Correlation does not imply causation
Let load our data and look at it strature
covid19<-read.csv('covid19_air.csv')
head(covid19,n=13)
## State Month Temp Humidity. Confirmed Air_Density
## 1 New York March 8 58 59746 1.249
## 2 New Jersey March 8 59 13386 1.249
## 3 Washington DC March 11 64 4896 1.235
## 4 Lombarda March 9 70 41007 1.243
## 5 Emillia_Romagna March 9 69 13119 1.243
## 6 Madrid March 13 63 22677 1.225
## 7 Birmingham March 7 76 513 1.253
## 8 Gauteng March 19 68 533 1.198
## 9 Western Cape March 22 67 271 1.184
## 10 Liverpool March 8 76 157 1.248
## 11 Nairobi March 22 71 37 1.184
## 12 Wuhan February 10 74 46454 1.239
## 13 Wuhan March 14 71 1449 1.220
Dataframe consist of 13 observation of 6 variables which are State,Month and avarege temperature/humidity,air density plus comfirmed cases per state:
Let creat a plot to view how cases are distributed across various state against Temperature
library(ggplot2)
library(ggrepel)
ggplot(covid19,aes(x=Temp,y=Confirmed),groub=1)+geom_point(color='red')+geom_text_repel(aes(label=State),size=3)+geom_line()

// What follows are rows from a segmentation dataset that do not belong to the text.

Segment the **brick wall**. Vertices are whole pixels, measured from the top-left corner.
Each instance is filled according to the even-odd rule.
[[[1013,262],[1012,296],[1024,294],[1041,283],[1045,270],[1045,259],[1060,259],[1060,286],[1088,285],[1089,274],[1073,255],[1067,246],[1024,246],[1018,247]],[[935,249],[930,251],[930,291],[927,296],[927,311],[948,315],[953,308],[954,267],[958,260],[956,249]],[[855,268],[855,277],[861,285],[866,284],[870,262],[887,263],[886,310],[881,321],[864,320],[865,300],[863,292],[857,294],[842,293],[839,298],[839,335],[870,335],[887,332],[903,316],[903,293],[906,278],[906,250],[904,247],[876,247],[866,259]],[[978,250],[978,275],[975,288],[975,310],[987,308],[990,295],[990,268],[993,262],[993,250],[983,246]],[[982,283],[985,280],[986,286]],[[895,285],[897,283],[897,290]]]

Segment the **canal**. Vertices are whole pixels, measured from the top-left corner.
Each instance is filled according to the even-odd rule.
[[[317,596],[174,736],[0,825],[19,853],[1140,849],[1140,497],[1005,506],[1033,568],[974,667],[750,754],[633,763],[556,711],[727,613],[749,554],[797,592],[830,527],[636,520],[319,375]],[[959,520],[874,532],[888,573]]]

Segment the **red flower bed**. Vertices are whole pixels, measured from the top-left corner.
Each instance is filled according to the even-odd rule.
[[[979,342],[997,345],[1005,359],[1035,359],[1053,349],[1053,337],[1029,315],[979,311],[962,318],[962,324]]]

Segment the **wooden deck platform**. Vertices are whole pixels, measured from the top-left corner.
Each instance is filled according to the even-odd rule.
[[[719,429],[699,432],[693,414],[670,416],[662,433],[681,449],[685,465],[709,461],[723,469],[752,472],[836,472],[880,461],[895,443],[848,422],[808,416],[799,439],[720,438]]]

Have included Wuhan 2 times to show effects of Temp and Air Density over time between February and March next we compute the correlation bwtween confirmed cases and Temp/Air Density
From above graph state that have recorded low temperature have high number of cases compared to those with high temperature
First let’s visualise our data by means of a scatter plot.using ggpubr package
library(ggpubr)
## Loading required package: magrittr
ggscatter(covid19,x='Air_Density',y='Confirmed',add = 'reg.line',conf.int = TRUE,cor.coef = TRUE,cor.method = 'pearson',xlab = 'Air_Density',ylab = 'Confirmed Covid19 Cases')+geom_smooth()+geom_text_repel(aes(label=State))
## `geom_smooth()` using formula 'y ~ x'
## `geom_smooth()` using method = 'loess' and formula 'y ~ x'
from above correlation graph its clear that number of covid19 infection cases increases as air density increase and vice versa.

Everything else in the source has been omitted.